Cannon was fired and Wild 'n Out was taken off the air almost immediately following the news of the comments he made on his podcast about those who are Jewish taking their identity as Hebrews from Black people. He also made comments about fairer skinned people being inferior to others. Because he was fired, it's safe to say that ViacomCBS maintains the rights to Wild 'n Out, even if Cannon himself has claimed otherwise.
Typically, when someone creates a TV show that they then shop around to different networks, the network which picks up the series in agreement is also given ownership. This is likely the case with Wild 'n Out, especially since Cannon is taking legal action to receive monetary compensation in place of the rights to the series title itself.

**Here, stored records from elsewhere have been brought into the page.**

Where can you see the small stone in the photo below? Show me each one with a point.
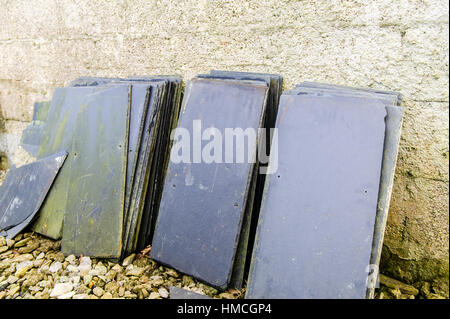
(107, 296)
(117, 268)
(395, 284)
(40, 256)
(112, 287)
(10, 242)
(67, 295)
(87, 279)
(29, 248)
(22, 271)
(163, 292)
(55, 267)
(127, 261)
(71, 259)
(12, 291)
(172, 273)
(20, 258)
(12, 279)
(85, 266)
(98, 291)
(61, 289)
(38, 263)
(128, 294)
(157, 281)
(75, 280)
(154, 295)
(135, 271)
(72, 269)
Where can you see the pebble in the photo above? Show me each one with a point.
(98, 291)
(154, 295)
(22, 242)
(36, 269)
(29, 248)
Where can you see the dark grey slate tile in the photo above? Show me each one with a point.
(314, 237)
(98, 161)
(215, 193)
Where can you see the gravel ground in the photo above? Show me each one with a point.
(32, 266)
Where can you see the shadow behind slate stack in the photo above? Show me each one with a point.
(32, 135)
(203, 205)
(23, 192)
(318, 215)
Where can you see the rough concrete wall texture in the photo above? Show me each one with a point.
(393, 45)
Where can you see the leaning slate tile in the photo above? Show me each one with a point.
(392, 138)
(202, 206)
(316, 225)
(94, 212)
(23, 192)
(57, 136)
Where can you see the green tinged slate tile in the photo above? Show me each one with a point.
(98, 162)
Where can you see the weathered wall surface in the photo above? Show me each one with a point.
(394, 45)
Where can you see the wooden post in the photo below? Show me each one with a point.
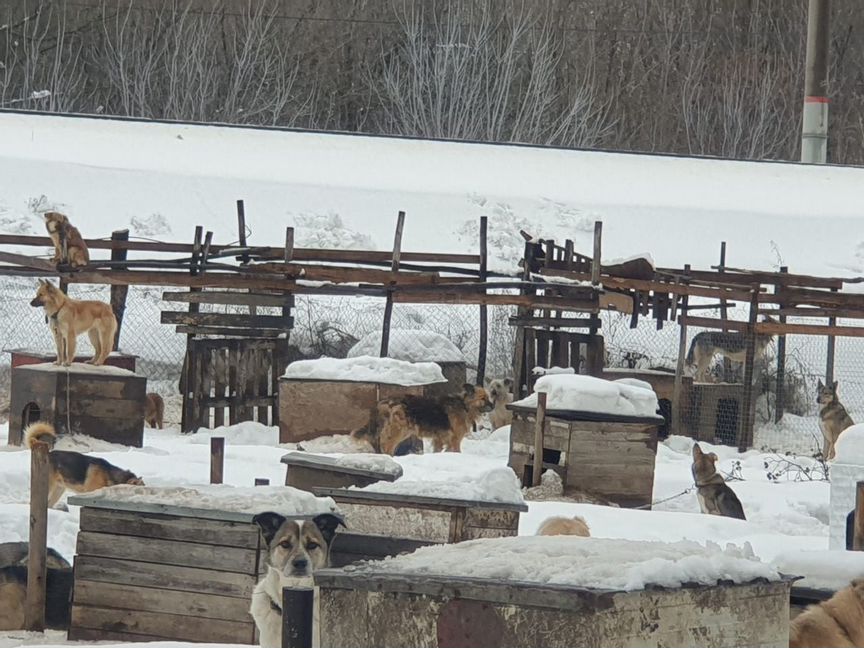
(858, 533)
(394, 266)
(37, 570)
(297, 617)
(539, 426)
(595, 265)
(678, 388)
(746, 415)
(119, 293)
(780, 401)
(484, 315)
(217, 459)
(829, 360)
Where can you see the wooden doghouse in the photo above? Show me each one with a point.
(314, 408)
(601, 454)
(425, 611)
(385, 524)
(103, 402)
(150, 572)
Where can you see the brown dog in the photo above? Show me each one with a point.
(835, 623)
(69, 246)
(559, 525)
(69, 318)
(154, 410)
(446, 419)
(78, 472)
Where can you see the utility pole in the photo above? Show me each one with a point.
(814, 135)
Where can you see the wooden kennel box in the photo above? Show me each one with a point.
(314, 408)
(422, 611)
(386, 524)
(611, 457)
(308, 471)
(150, 572)
(104, 402)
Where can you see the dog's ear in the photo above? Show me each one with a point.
(327, 523)
(269, 524)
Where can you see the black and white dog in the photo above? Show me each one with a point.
(295, 549)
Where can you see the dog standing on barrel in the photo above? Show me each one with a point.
(68, 318)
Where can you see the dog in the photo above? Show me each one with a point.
(732, 345)
(69, 246)
(835, 623)
(833, 417)
(500, 396)
(68, 318)
(444, 419)
(154, 410)
(559, 525)
(74, 471)
(715, 496)
(294, 551)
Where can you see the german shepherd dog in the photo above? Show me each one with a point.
(77, 472)
(732, 345)
(445, 419)
(715, 496)
(68, 318)
(833, 417)
(154, 410)
(69, 246)
(835, 623)
(499, 396)
(294, 551)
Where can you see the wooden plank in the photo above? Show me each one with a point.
(172, 626)
(184, 554)
(169, 577)
(229, 298)
(167, 527)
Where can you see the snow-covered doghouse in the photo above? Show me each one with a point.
(175, 564)
(557, 592)
(412, 345)
(335, 395)
(600, 436)
(846, 471)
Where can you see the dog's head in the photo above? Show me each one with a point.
(46, 294)
(298, 548)
(498, 389)
(826, 394)
(476, 398)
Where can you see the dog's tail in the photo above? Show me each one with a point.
(40, 432)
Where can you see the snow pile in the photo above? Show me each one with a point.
(596, 563)
(496, 485)
(850, 446)
(221, 497)
(588, 394)
(366, 369)
(831, 570)
(411, 346)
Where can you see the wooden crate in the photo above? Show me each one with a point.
(148, 572)
(308, 471)
(314, 408)
(386, 524)
(608, 456)
(102, 402)
(399, 610)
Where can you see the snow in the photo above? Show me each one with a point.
(410, 346)
(582, 562)
(588, 394)
(366, 369)
(222, 497)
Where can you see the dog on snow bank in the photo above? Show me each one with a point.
(295, 549)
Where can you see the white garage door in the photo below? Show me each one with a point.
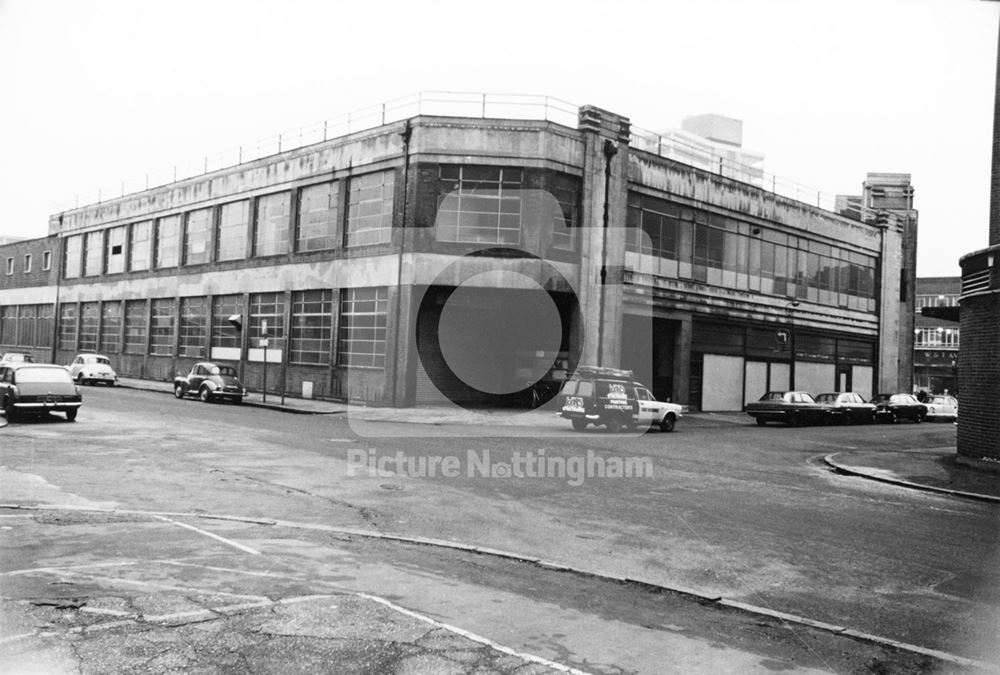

Nick Cannon is suing ViacomCBS.
Cannon released a statement to The Shade Room in which he asserted that he wants compensation from the company for keeping the rights to Wild ‘n Out. The statement said that "Wild 'n Out belongs to Nick," but whether that is meant literally or figuratively is uncertain. The statement went on to point out the ways in which Cannon's work has aided in giving jobs to young Black people who needed a leg up in the industry and how Cannon himself is entitled to the $1.5 billion he is seeking.
"The show was created by Nick Cannon with his idea and original thought," the statement said. "Wild 'n Out has brought billions of dollars in revenue to Viacom since 2015. And Nick deserves and has earned everything it is worth. From the platforms he provides for other entertainers, the jobs he creates for black youth, the time he gives to mentoring incarcerated men and women, to the money he gives back and puts into communities, homelessness, and people less fortunate."
But he probably won’t make a new version of 'Wild 'n Out.'
The statement also said that, with the proceeds from the settlement from ViacomCBS, should they grant the amount he is asking, he will donate to inner city programs and organizations in communities in need. And because Cannon’s comments on his podcast caused him to get fired, there’s little chance of another network picking him up with a show similar to Wild ‘n Out, at least for now.